Alibaba claims that Qwen2-VL-72B achieves state-of-the-art performance on several visual understanding benchmarks, including MathVista, DocVQA, RealWorldQA, and MTVQA. As you can observe from the table below, Qwen2-VL-72B beats OpenAI's GPT-4o-0513 and Claude 3.5 Sonnet in most benchmarks, and it also achieves state-of-the-art performance on many. This is the first time an open-source model is achieving such benchmark numbers that even beat the closed-source ones.

Alibaba claims that Qwen2-VL can understand videos over 20 minutes and deliver high-quality video-based question answering. Since Qwen2-VL supports complex reasoning and decision-making, it can be integrated into a wide variety of AI applications. Apart from English and Chinese, Qwen2-VL now supports most European languages, Japanese, Korean, Arabic, and Vietnamese, making it suitable for multilingual scenarios.

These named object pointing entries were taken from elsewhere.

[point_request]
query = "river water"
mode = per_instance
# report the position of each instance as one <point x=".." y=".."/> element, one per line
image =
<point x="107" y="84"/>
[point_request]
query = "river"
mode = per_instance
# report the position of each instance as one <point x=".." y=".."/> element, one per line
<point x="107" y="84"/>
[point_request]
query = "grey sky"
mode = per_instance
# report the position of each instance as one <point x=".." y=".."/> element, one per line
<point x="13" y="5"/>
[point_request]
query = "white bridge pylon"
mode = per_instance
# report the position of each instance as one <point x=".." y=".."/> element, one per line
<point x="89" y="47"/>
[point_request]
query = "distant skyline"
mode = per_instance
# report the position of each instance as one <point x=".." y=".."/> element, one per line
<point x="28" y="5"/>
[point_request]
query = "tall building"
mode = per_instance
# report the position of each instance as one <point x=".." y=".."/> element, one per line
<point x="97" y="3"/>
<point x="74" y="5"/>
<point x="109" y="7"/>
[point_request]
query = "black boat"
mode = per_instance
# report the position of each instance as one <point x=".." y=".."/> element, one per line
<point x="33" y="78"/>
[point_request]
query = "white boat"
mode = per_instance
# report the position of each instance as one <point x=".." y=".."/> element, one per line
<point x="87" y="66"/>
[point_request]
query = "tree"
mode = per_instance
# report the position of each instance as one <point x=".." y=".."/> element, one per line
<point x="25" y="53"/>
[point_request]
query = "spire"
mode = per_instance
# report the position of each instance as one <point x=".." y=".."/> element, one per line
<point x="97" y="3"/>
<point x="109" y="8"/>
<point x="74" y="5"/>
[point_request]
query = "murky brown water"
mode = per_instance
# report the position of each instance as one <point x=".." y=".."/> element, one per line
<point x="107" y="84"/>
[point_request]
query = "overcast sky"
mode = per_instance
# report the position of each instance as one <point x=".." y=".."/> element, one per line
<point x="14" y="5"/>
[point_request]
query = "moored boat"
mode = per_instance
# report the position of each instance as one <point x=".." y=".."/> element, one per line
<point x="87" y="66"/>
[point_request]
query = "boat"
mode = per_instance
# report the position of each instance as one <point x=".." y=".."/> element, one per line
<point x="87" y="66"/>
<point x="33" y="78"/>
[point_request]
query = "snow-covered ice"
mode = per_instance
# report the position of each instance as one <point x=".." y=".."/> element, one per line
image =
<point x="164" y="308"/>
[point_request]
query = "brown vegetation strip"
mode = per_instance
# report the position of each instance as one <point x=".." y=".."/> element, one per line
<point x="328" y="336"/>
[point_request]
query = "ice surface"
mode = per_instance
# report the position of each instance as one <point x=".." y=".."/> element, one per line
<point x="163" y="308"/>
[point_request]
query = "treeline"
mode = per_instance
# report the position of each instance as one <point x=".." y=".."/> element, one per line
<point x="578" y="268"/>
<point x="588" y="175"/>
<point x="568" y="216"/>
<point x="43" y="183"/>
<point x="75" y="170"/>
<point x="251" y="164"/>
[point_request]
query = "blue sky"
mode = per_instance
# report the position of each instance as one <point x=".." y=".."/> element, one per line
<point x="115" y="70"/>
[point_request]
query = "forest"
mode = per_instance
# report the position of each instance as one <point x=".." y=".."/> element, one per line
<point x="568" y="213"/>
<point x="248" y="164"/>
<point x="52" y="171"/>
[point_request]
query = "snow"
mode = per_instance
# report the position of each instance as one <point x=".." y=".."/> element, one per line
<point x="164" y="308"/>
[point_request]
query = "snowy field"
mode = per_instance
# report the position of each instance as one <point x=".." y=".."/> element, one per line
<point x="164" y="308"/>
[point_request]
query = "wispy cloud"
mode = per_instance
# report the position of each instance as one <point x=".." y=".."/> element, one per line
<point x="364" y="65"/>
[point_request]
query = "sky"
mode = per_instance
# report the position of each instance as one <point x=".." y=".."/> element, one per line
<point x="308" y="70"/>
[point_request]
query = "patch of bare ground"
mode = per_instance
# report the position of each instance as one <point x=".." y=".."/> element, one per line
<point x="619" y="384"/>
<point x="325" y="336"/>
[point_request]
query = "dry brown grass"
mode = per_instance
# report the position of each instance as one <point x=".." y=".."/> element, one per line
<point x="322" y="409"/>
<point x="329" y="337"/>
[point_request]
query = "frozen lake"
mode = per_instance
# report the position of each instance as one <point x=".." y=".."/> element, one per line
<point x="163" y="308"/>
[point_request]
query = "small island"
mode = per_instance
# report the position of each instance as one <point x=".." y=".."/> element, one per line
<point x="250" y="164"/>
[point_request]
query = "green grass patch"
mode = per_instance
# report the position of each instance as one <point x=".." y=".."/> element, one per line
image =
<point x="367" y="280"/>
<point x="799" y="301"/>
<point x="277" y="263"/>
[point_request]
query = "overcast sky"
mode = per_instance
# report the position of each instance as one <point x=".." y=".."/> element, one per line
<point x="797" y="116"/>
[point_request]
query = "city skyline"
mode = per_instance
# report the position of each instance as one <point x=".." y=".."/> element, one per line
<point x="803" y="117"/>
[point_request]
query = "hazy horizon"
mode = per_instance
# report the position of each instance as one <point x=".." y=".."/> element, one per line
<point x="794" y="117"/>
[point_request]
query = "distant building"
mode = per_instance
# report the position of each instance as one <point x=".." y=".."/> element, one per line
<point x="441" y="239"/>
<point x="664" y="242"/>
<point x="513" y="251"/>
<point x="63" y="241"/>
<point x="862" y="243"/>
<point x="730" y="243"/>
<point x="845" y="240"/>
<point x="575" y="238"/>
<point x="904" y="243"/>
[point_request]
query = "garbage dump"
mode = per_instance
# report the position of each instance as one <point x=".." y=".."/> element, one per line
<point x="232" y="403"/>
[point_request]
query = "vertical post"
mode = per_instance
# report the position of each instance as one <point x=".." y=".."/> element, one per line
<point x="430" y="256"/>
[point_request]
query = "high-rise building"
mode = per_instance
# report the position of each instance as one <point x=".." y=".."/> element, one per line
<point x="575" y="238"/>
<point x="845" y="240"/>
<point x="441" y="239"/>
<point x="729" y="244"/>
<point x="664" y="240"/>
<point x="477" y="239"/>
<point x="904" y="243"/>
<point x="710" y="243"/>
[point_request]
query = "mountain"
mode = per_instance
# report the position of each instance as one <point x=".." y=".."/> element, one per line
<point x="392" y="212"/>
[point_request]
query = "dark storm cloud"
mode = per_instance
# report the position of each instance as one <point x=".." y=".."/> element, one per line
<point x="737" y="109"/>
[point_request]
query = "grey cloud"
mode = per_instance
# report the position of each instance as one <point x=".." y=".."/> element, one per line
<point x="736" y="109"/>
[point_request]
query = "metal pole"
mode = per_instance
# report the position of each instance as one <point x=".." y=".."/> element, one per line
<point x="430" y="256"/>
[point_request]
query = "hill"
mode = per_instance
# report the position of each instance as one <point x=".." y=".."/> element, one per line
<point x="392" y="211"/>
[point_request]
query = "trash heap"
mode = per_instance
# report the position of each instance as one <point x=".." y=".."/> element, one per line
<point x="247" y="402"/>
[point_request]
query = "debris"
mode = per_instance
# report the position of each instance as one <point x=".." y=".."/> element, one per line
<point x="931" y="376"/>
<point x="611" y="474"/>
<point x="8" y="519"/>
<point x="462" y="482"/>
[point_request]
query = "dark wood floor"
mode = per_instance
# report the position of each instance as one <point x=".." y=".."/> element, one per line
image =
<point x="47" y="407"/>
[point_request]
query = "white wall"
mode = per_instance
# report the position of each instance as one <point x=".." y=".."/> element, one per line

The smaller Qwen2-VL-7B model beats OpenAI GPT-4o mini in most benchmarks. Even this 7B parameter model supports image, multi-image, and video inputs. According to benchmarks, the Qwen2-VL-7B model performs better in document understanding tasks such as DocVQA and MTVQA. The smallest Qwen2-VL-2B model is targeted towards smartphone deployment, and it delivers strong performance in image, video, and multilingual comprehension.

The open-source Qwen2-VL-7B and Qwen2-VL-2B models are integrated with Hugging Face Transformers, vLLM, and other third-party frameworks.

The Qwen team mentioned the following in the Qwen2-VL announcement about their future plans:

We look forward to your feedback and the innovative applications you will build with Qwen2-VL. In the near future, we are going to build stronger vision language models upon our next-version language models and endeavor to integrate more modalities towards an omni model!

With its impressive performance and open-source availability, the Qwen2-VL family has the potential to significantly advance research and development in the field of vision language models, enabling new and innovative AI applications across various domains.